Bradley Schaefer of Yale University, along with Jeremy King of the Hubble Space Telescope Science Institute and Constantine Deliyannis of Indiana University, have documented nine cases of other stars, seemingly well-behaved like our Sun, that have suddenly erupted superflares.

Two events, seen on the stars K Ceti and pi-Uma, are especially significant because these two stars have been called solar analogues, that is they are almost exactly identical to our Sun.

Yet they have been observed to emit superflares, energetic explosions on their surfaces that spray radiation and charged particles out into space. The effect on any planets orbiting them would be catastrophic.

Sterilised planets

If a superflare occurred on our Sun, then the Earth would be subject to rapid heating, aurorae would ripple in every sky, the ionosphere would break up and the ozone layer would be destroyed.

This would allow lethal radiation and charged particles from the Sun to reach the ground, destroying all life-forms except those protected in the deep oceans.

However, all geolical data, suggests our Sun has never experienced a superflare. Although researchers cannot rule out the possibility entirely.

So what is going on? How can stars like our Sun exhibit such superflares but our own Sun seem well-behaved?

Squeezed and amplified

The answer may be given in an accompanying paper in a forthcoming issue of the Astrophysical Journal. Bradley Shaefer and Eric Rubenstein of Yale suggest that the superflares are caused by a large planet, the size of Jupiter or larger, orbiting these Sun-like stars.

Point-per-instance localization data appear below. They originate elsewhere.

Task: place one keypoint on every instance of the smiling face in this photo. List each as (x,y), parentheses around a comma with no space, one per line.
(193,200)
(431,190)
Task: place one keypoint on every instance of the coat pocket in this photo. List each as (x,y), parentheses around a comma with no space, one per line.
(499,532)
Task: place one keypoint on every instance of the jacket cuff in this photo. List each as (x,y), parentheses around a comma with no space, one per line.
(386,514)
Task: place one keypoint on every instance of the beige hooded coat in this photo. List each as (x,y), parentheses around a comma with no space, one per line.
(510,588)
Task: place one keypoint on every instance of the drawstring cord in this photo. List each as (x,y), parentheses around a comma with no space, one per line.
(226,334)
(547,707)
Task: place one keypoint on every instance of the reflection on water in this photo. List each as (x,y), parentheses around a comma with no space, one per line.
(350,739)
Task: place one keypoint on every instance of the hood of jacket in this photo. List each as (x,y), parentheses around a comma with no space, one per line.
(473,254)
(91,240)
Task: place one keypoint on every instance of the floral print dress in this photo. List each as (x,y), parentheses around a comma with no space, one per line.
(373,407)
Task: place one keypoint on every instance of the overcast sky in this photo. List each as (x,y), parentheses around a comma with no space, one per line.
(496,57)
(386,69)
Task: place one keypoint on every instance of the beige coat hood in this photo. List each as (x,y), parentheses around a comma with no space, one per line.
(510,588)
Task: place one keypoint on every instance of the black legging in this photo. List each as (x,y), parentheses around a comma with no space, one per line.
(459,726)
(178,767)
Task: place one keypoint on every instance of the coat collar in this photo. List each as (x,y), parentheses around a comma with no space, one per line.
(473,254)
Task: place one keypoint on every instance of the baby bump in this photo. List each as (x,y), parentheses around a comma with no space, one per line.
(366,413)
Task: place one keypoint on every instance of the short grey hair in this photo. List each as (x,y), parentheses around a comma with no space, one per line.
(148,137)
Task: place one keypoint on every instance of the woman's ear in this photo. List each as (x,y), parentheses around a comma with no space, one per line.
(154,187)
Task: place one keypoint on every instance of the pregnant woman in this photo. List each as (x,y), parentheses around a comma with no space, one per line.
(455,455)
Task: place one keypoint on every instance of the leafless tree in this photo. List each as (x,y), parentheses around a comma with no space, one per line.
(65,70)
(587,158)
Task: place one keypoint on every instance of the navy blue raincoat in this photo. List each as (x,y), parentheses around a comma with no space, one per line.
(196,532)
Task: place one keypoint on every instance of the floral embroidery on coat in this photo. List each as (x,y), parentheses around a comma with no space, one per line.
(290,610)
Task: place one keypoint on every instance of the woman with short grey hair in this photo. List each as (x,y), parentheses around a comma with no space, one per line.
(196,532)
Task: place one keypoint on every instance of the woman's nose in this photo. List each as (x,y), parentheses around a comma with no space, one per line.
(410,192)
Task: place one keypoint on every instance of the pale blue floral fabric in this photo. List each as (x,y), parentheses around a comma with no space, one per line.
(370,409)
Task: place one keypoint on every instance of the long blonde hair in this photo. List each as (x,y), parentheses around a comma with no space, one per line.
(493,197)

What they believe happens is that the planet's magnetic field gets tangled up with the star's magnetic field and they both become squeezed and amplified, like pulling a knot tighter and tighter.

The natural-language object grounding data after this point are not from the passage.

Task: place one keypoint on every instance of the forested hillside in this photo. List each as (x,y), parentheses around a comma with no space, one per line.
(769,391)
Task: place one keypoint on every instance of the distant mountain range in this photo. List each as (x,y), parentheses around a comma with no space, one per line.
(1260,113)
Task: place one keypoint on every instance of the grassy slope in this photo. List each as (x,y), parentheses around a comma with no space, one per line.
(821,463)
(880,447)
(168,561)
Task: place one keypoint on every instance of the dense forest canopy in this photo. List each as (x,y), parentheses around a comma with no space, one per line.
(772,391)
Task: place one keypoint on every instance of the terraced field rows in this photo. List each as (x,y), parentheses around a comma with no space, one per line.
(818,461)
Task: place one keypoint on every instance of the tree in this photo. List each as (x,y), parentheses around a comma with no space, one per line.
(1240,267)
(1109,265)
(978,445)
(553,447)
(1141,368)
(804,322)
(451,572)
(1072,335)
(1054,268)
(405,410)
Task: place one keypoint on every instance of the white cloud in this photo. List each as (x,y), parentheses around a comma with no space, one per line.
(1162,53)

Something eventually gives and the pent-up magnetic energy is explosively released in a gigantic superflare. This is highly unlikely to happen in our Solar System, say these astronomers, because there is no large planet close enough to our Sun.

But their analysis has implications for the possibility of life in space.

In recent years, many Jupiter-class planets have been discovered closely orbiting some of the nearest stars to our Solar System, raising the possibility that some of these newly-discovered planetary systems may harbour life.

If superflares are common in these systems then they may sterilise the surfaces of accompanying planets, making life harder to develop. Alternatively, it may mean that life in these systems would evolve in protected regions such as deep caves or beneath the surface of an ocean.